Greenleaf State Park is one of Oklahoma's original seven parks and one of its most scenic and family-oriented. The park includes Lake Greenleaf as well as cabins, campgrounds, family recreation facilities and nature hiking trails.

==Greenleaf Lake==
According to Caneday et al., the normal elevation of Greenleaf Lake is 510 feet above sealevel, and the surface area is 920 acres. The capacity is rated at 14720 acre.ft. The shoreline is 14 miles.

==Park Accommodations==
===Cabins===
The lake cabins and other facilities at Greenleaf State Park were built in the 1930s by the CCC, WPA and German prisoners-of-war (POWs). The original buildings were built with native stone.
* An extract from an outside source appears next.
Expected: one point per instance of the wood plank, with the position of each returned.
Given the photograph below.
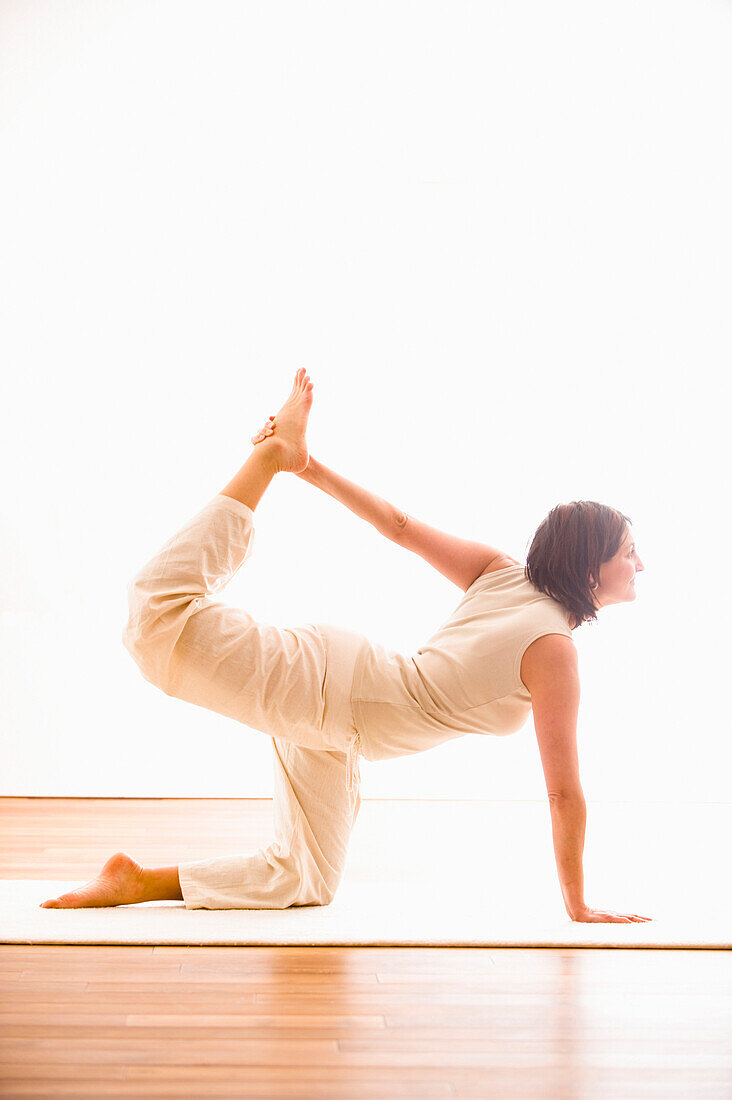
(328, 1021)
Originally, the park had 14 one-bedroom cabins approximately 350 sqft in size that included bathrooms, kitchens, heating and air-conditioning, dishes, linens, and satellite TV. Some cabins included a fireplace.
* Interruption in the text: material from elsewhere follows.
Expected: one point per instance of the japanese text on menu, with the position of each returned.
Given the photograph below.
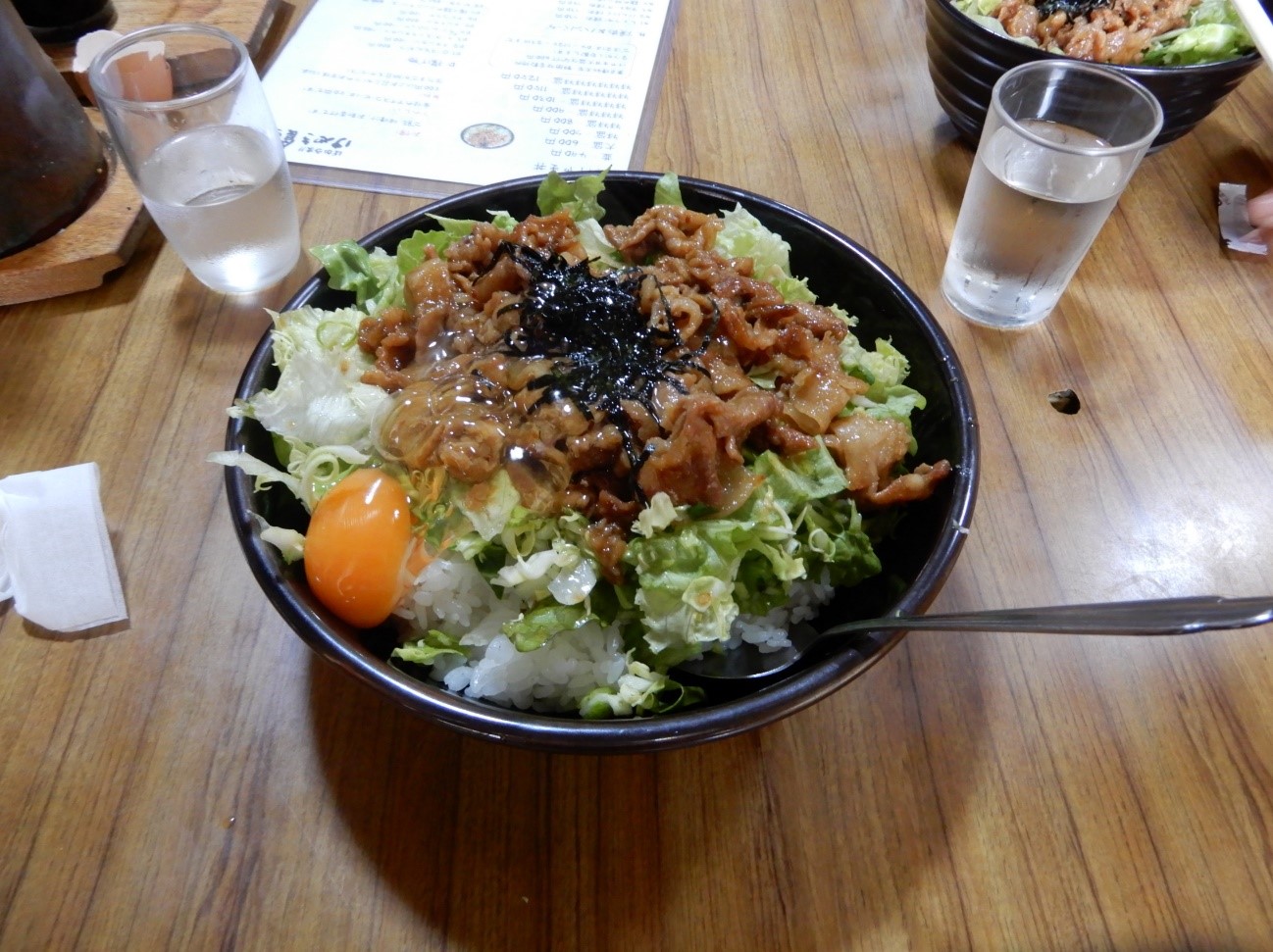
(460, 90)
Added in 1994, Cabin 15, or "Cabin on the Lake" was designed to meet the challenges of campers with physical disabilities. Donated by Telephone Pioneers of America, a national organization of active and retired Southwestern Bell employees, the $90,000 campsite was, at that time, one of three handicap accessible cabins in the nation.

===Campground===
The park features recreational vehicle (RV) campgrounds, with a total of 158 campsites, classified as "Full Modern (21), Semi-modern (79) and Primitive tent sites. The principal differences are that 8 Modern sites have 50-amp electric service hookups and 13 Modern sites have 20-amp hookups. Semi-modern sites include 17 50-amp hookups and 62 30-amp hookups. The Primitive tent campsites have no electric or water hookups. All of these sites share use of a community building, pavilion, enclosed shelter, outdoor shelter, seasonal fast food grill, 18-hole miniature golf course and laundry center. Guests will also enjoy the splash pad, mini golf course, swim beach, heated fishing dock, amphitheater, nature center, playgrounds, hiking trails, horseshoes, volleyball courts and basketball courts.

===Activities===
The park naturalist offers astronomy programs, campfire programs, party barge tours of Greenleaf Lake and hay wagon rides, as well as arts and crafts, storytelling, nature hikes and more. No jet skis or wave runners are allowed on Greenleaf Lake. The kids' pond allows children 16 and under to fish at no charge with no permit required. The park also offers activities such as wildlife viewing, holiday events and boating on Greenleaf Lake.

==Fees==
To help fund a backlog of deferred maintenance and park improvements, the state implemented an entrance fee for this park and 21 others effective June 15, 2020. The fees, charged per vehicle, start at $10 per day for a single-day or $8 for residents with an Oklahoma license plate or Oklahoma tribal plate. Fees are waived for honorably discharged veterans and Oklahoma residents age 62 & older and their spouses. Passes good for three days or a week are also available; annual passes good at all 22 state parks charging fees are offered at a cost of $75 for out-of-state visitors or $60 for Oklahoma residents. The 22 parks are:
- Arrowhead Area at Lake Eufaula State Park
- Beavers Bend State Park
- Boiling Springs State Park
- Cherokee Landing State Park
- Fort Cobb State Park
- Foss State Park
- Honey Creek Area at Grand Lake State Park
- Great Plains State Park
- Great Salt Plains State Park
- Greenleaf State Park
- Keystone State Park
- Lake Eufaula State Park
- Lake Murray State Park
- Lake Texoma State Park
- Lake Thunderbird State Park
- Lake Wister State Park
- Natural Falls State Park
- Osage Hills State Park
- Robbers Cave State Park
- Sequoyah State Park
- Tenkiller State Park
- Twin Bridges Area at Grand Lake State Park

==See also==
- Greenleaf State Park Resource Management Plan. Caneday, Lowell; Liu, Hung Ling (Stella); Wu, I-Chun (Nicky); Tapps, Tyler. Oklahoma State University. June 30, 2014. Accessed November 23, 2019.